Schwerwiegende Wettbewerbsnachteile
Einen zusätzlichen Standortnachteil gegenüber China befürchtet die WV Stahl durch die aktuelle Energie- und Klimapolitik der EU. „Vor dem Hintergrund der schwierigen Lage in der europäischen Stahlindustrie können keine weiteren Belastungen durch die Energie- und Klimapolitik verkraftet werden“, betonte Kerkhoff. Die Herstellungsprozesse der Stahlindustrie in Deutschland seien hinsichtlich des Kohlenstoffverbrauchs bereits so weit optimiert, dass sie am verfahrenstechnischen Minimum arbeiteten. Neue Verfahren hingegen bräuchten Zeit – die jedoch zunehmend knapp wird.
Denn die EU-Kommission plant die Verschärfung des Emissionsrechtehandels bereits ab 2021. „In der Folge würden für die Stahlindustrie in Deutschland im Jahr 2021 jährliche Zusatzkosten von über 600 Millionen Euro, im Jahr 2030 sogar über 900 Millionen Euro fällig“, so Kerkhoff. Schwerwiegende Wettbewerbsnachteile seien die Folge.
Auch der Bestandsschutz für Eigenstromanlagen ist laut WV Stahl durch die EU-Kommission in Gefahr. Bis zum Jahr soll die Bundesregierung die Regelung überprüfen. Die Kommission fordert künftig eine anteilige Belastung auch bestehender Eigenstromanlagen mindestens mit 20 Prozent der EEG-Umlage. „Für die Stahlindustrie drohen damit zusätzliche Kosten von rund 120 Millionen Euro im Jahr“, befürchtet die WV Stahl.
Mengenmäßige Erholung
Für das laufende Jahr 2015 geht die Wirtschaftsvereinigung Stahl davon aus, dass die Rohstahlerzeugung nicht über das Vorjahresniveau von 42,9 Millionen Tonnen hinauskommen wird. Für das kommende Jahr prognostizierte Kerkhoff in Düsseldorf allerdings eine Erholung der Stahlkonjunktur in Deutschland.
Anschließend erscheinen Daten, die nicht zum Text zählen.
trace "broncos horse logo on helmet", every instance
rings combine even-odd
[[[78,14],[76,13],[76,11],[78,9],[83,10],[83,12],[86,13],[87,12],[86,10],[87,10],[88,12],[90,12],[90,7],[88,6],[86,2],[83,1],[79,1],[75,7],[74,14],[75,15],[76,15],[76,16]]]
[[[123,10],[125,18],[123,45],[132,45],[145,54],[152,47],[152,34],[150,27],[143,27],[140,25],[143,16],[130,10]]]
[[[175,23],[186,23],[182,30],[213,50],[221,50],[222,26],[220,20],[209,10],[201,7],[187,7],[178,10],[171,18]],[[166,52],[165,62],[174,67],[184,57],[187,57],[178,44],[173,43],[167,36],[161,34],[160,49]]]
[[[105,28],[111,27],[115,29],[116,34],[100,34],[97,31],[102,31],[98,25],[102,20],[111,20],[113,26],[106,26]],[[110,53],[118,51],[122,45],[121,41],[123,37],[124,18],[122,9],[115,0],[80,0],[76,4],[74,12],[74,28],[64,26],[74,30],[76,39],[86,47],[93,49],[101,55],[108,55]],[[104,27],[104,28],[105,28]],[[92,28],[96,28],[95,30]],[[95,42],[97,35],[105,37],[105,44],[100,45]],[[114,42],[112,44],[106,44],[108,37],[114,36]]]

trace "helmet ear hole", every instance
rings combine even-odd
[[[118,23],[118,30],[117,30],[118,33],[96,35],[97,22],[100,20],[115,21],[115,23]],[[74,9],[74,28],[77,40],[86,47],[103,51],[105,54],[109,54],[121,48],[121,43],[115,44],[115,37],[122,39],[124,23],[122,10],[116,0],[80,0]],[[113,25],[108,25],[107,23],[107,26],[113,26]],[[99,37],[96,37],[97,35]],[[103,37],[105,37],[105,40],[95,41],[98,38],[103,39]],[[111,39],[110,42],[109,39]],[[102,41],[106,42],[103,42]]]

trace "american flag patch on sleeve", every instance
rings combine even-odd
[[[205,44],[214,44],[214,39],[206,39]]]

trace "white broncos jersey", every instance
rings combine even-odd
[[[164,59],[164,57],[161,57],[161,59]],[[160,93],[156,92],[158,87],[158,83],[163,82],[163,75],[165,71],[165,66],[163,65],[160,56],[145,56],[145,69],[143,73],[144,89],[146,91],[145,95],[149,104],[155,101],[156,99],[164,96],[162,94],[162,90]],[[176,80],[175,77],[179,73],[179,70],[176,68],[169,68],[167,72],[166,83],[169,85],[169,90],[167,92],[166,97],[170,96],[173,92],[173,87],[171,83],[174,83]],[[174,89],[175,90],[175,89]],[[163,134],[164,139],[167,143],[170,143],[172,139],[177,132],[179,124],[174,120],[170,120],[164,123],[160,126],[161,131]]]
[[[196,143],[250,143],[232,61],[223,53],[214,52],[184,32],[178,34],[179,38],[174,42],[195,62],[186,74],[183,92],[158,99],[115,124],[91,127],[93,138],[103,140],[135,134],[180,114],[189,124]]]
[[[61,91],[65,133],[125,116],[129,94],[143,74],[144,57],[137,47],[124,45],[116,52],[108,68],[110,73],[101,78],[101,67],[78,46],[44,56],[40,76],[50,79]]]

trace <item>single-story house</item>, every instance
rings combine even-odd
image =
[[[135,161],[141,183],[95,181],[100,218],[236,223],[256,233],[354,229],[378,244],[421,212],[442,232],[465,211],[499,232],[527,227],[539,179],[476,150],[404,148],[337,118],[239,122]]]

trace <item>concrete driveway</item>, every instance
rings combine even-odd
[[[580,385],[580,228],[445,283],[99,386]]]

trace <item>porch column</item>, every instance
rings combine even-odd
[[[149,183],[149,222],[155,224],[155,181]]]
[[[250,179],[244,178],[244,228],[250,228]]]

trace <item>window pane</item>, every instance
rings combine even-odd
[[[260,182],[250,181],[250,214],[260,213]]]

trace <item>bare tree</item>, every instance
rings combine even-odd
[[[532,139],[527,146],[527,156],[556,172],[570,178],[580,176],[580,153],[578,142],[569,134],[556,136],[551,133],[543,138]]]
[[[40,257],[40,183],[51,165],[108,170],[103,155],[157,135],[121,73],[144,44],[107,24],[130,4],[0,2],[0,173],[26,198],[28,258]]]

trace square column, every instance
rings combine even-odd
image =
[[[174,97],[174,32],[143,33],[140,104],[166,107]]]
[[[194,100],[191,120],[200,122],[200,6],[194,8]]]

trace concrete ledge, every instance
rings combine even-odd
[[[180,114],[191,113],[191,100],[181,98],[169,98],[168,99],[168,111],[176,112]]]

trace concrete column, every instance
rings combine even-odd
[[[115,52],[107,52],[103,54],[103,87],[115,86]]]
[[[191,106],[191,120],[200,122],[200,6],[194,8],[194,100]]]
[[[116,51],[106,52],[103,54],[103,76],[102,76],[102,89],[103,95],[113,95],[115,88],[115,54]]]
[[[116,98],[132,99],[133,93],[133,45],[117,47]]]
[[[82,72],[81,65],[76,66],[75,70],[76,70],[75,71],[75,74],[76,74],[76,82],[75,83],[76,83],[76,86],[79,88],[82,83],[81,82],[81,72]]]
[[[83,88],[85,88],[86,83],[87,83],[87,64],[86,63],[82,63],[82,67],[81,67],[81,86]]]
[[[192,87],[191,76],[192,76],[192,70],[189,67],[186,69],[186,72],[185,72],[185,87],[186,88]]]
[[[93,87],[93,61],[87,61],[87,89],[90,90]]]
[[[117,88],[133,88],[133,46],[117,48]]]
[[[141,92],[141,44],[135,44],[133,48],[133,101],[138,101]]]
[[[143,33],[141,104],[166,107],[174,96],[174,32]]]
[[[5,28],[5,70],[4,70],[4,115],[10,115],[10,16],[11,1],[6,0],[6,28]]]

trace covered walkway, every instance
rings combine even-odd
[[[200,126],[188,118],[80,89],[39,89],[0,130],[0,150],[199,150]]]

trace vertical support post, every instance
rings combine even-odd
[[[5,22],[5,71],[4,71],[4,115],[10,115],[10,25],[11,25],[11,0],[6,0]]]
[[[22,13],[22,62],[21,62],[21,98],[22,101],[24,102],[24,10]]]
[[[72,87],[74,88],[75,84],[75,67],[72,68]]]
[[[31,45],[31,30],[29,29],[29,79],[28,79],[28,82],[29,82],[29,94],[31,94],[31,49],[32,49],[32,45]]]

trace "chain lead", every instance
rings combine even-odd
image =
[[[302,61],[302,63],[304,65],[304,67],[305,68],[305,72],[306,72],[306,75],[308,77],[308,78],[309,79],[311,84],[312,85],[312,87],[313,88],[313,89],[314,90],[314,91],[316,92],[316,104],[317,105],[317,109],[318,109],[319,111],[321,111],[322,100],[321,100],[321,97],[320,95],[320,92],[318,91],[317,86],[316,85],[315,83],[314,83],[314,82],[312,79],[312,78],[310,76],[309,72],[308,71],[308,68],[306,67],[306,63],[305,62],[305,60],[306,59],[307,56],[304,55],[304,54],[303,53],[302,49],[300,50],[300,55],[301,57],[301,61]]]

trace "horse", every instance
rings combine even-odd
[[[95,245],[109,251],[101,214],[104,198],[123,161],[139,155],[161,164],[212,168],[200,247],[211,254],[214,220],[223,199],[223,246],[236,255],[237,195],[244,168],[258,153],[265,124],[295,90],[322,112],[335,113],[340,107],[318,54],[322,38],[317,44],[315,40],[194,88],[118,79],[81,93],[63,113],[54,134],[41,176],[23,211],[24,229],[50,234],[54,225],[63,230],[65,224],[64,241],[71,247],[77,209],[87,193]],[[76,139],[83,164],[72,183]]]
So sei das Geschäftsklima im Verarbeitenden Gewerbe zuletzt stabil geblieben und habe sich in der Automobilindustrie sogar leicht erhöht. Zudem erwarte er in den kommenden Monaten einen Aufwärtstrend in der Produktion. „Wir rechnen daher weiterhin damit, dass die Stahlnachfrage in Deutschland 2016 leicht zulegen wird“, sagte Kerkhoff abschließend.